Reg D Filing in the United States – What does it mean for Security Token Issuers?


Security tokens are tangible assets represented digitally, which are issued, encrypted, transferred, and settled instantly using blockchain technology. Their decentralized nature allows for greater security in the trading of real assets and, likewise, can increase liquidity for traditional assets.

Perhaps the most attractive feature of security tokens is that unlike utility tokens, which are typically offered during an Initial Coin Offering (ICO), they fit within current frameworks for securities regulation, including securities registration exemptions such as Reg D, Reg A, Reg S and Reg CF.

Therefore, token issuers can leverage these exemptions to bypass the complexities involved in launching a public offering, and instead sell their own exempt private securities to select accredited investors.

Here, we explore Regulation D (Reg D) offerings, which are particularly advantageous for private companies and individual entrepreneurs, in addition to lending themselves particularly well to security token offerings.

What is Regulation D?

Regulation D is one of the most commonly used exemptions from the Securities Act of 1993 for private placements. They most commonly allow issuers to raise capital through the sale of equity or debt securities, without the need to register those securities with the U.S. Securities and Exchange Commission (SEC).

According to the SEC, in 2017, there were 37,785 Reg D offerings reported through Form D filings, accounting for more than $1.8 trillion raised in new capital from approximately 398,000 investors.

Issuers who are compliant and wish to register an exemption through Reg D are required to file a "Form D" with the SEC after they first sell their securities. Form D is a brief notice that includes the names and addresses of the company’s promoters, executive officers and directors, and some details about the offering.

The requirements for a Form D can be accessed on SEC’s EDGAR database.

*Resource: SEC Form D

What is the difference between each rule under Reg D?

Issuers filing for exemption under Reg D must also be aware that there are a number of rules, including Rule 504, Rule 505, Rule 506 (b) and Rule 506 (c) which must be respected for different fundraising target and approaches. Let’s examine them below:


*Resource: SEC

In terms of filing requirements, ‘restricted securities’ are securities which cannot be sold before six months or one year without first registering with the SEC.

According to the SEC, among these four rules, during 2009-2017, Rules 506 (b) and 506 (c) account for 99.9% of the amounts reported sold through Regulation D.

Of these, Rule 506 (c) is by far the most popular rule used for security token offerings, largely because it has no upper offering limit and allows general solicitation to the public, rather than through a private offering.

Who Can Participate Under Reg D, Rule 506 (c)?

Instead of other rules which impose various reporting requirements for operators, Rule 506 (c) only requires issuers to ensure that all participating investors are accredited and meet know-your-customer or anti-money laundering (KYC/AML) reporting requirements.

The general solicitation process is usually carried out via investment banks which have a broker-dealer license and are members of Financial Industry Regulatory Authority (FINRA).

To onboard new investors, the investor accreditation check is generally undertaken by dedicated token issuance platforms, such as Rocket, which can help issuers to verify accredited investors, perform customer due diligence, and ensure they are compliant when they use Rule 506 (c) for their security token offerings.

However, issuers should pay close attention to the term ‘accredited investor’ in this scenario. Accredited investors are individuals who either have annual income of $200,000 or more, or likewise, have at least $1 million in total net worth.

Offering an STO to investors through rule 506 (c) of a Reg D exemption who do not meet these requirements will be in contravention of the SEC’s requirements.
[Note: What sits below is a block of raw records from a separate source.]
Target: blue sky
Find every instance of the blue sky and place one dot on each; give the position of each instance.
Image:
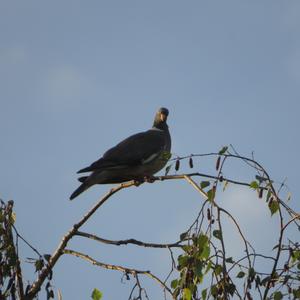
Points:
(77, 77)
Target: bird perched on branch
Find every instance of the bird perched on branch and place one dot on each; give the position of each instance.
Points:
(138, 157)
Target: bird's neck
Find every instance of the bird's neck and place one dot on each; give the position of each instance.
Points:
(160, 125)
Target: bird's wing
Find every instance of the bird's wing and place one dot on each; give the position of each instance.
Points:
(137, 149)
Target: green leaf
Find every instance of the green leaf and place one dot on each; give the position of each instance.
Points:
(296, 293)
(187, 294)
(167, 170)
(278, 295)
(177, 165)
(269, 194)
(204, 294)
(254, 184)
(38, 265)
(214, 290)
(182, 261)
(184, 235)
(225, 185)
(231, 289)
(229, 260)
(198, 268)
(240, 274)
(251, 273)
(211, 194)
(218, 269)
(96, 294)
(166, 155)
(217, 234)
(174, 283)
(202, 240)
(274, 207)
(223, 150)
(205, 253)
(204, 184)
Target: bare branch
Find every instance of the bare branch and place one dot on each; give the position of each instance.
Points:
(128, 241)
(134, 272)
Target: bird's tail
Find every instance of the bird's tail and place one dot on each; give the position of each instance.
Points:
(82, 179)
(84, 186)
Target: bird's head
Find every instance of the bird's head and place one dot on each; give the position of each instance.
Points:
(161, 118)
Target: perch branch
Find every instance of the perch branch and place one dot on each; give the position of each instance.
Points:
(134, 272)
(59, 251)
(128, 241)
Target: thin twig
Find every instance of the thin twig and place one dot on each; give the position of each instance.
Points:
(116, 267)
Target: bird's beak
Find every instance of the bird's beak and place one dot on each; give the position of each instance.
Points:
(163, 117)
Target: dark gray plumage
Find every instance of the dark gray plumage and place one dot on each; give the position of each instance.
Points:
(140, 155)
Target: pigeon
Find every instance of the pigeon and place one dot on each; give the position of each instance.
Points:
(137, 158)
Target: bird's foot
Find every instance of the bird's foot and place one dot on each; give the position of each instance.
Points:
(149, 179)
(137, 182)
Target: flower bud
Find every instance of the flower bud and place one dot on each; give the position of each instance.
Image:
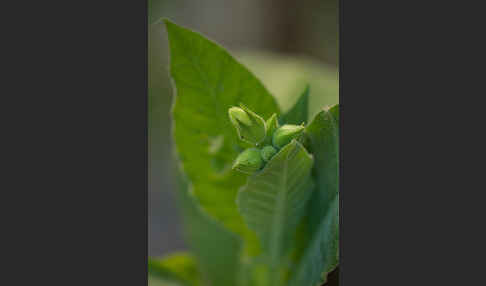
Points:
(267, 152)
(249, 161)
(249, 126)
(283, 135)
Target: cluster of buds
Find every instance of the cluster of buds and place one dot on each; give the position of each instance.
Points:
(267, 137)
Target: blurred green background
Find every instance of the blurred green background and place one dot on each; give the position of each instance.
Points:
(287, 44)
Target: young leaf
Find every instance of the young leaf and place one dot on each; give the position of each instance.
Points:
(321, 256)
(299, 112)
(273, 202)
(178, 268)
(209, 81)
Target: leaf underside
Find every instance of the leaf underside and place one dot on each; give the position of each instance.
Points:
(216, 249)
(273, 202)
(322, 254)
(208, 81)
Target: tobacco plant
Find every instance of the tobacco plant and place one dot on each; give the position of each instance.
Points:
(258, 186)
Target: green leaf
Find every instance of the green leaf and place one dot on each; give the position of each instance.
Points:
(299, 112)
(273, 202)
(321, 256)
(208, 81)
(323, 142)
(216, 249)
(177, 267)
(157, 281)
(272, 125)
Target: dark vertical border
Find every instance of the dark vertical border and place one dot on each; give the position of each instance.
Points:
(341, 105)
(80, 146)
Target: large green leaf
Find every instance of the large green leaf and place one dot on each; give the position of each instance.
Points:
(273, 202)
(321, 256)
(179, 268)
(323, 143)
(216, 249)
(208, 80)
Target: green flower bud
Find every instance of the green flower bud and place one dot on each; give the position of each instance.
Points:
(267, 152)
(283, 135)
(249, 126)
(272, 125)
(249, 161)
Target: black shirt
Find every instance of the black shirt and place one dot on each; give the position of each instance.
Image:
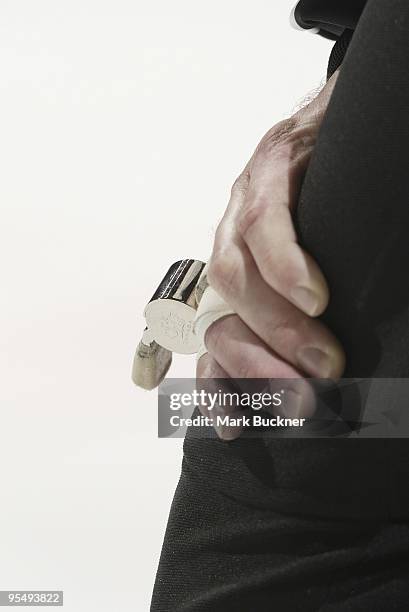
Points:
(329, 17)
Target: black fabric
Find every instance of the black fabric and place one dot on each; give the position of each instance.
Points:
(263, 525)
(331, 17)
(338, 52)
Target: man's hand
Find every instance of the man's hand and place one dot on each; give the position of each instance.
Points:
(259, 269)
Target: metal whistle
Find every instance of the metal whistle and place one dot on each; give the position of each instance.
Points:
(169, 316)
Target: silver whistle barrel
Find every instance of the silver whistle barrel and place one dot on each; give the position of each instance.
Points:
(171, 311)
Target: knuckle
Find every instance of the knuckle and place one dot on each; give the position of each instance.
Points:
(207, 368)
(251, 213)
(223, 272)
(240, 185)
(282, 333)
(245, 369)
(276, 135)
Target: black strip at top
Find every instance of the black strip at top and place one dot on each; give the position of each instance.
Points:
(331, 17)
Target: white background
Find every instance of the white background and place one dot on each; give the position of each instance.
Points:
(123, 125)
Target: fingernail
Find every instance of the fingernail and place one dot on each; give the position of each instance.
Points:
(316, 362)
(292, 405)
(306, 299)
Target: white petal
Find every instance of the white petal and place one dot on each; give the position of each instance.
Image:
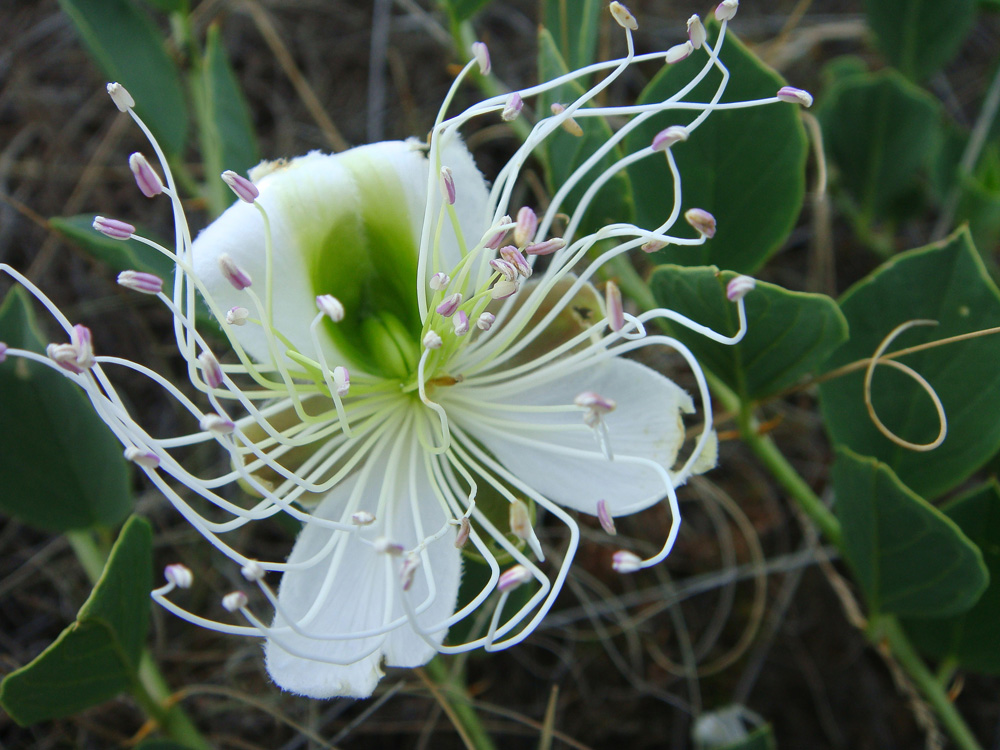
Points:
(363, 591)
(646, 424)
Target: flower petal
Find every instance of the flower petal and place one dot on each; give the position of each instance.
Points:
(542, 448)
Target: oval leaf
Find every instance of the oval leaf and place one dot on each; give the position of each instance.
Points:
(97, 657)
(789, 333)
(909, 558)
(733, 165)
(62, 467)
(945, 282)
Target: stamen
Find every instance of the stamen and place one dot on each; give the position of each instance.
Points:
(702, 221)
(113, 228)
(121, 97)
(331, 307)
(245, 190)
(140, 281)
(146, 179)
(179, 575)
(604, 516)
(793, 95)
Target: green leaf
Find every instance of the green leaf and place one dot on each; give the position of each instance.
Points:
(920, 36)
(96, 657)
(574, 25)
(789, 333)
(946, 282)
(970, 638)
(226, 128)
(62, 467)
(745, 166)
(878, 130)
(563, 152)
(909, 558)
(129, 49)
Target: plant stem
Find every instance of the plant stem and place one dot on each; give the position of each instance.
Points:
(886, 629)
(149, 688)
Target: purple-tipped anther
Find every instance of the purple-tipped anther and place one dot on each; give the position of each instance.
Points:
(179, 575)
(113, 228)
(145, 176)
(702, 221)
(624, 561)
(679, 52)
(696, 31)
(449, 305)
(616, 310)
(512, 108)
(121, 97)
(604, 516)
(524, 230)
(448, 186)
(140, 281)
(481, 53)
(143, 458)
(234, 601)
(245, 190)
(513, 577)
(739, 287)
(232, 273)
(623, 16)
(547, 247)
(725, 10)
(669, 136)
(331, 307)
(793, 95)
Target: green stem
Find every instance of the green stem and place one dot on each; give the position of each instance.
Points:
(886, 628)
(461, 708)
(149, 688)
For its ease of access and the ability to solicit STO offerings to a large potential investor base, Reg D, specifically combined with Rule 506 (c), has quickly become one of the de facto methods of securing exemption for security token offerings.

However, issuers should be aware that while filing a Form D is a necessary first step to exemption, there are still ongoing regulatory and reporting requirements for STOs, and as issuers proceed with their offering, they should be mindful of other regulations.

It’s always advisable to seek the advice of proven STO advisors, and to launch a token sale through a dedicated platform, to ensure customers are whitelisted according to due diligence reporting required by law.

For companies looking to raise money outside of Canada, Reg S should be applied, and Vanbex will discuss more details about Reg S in future articles.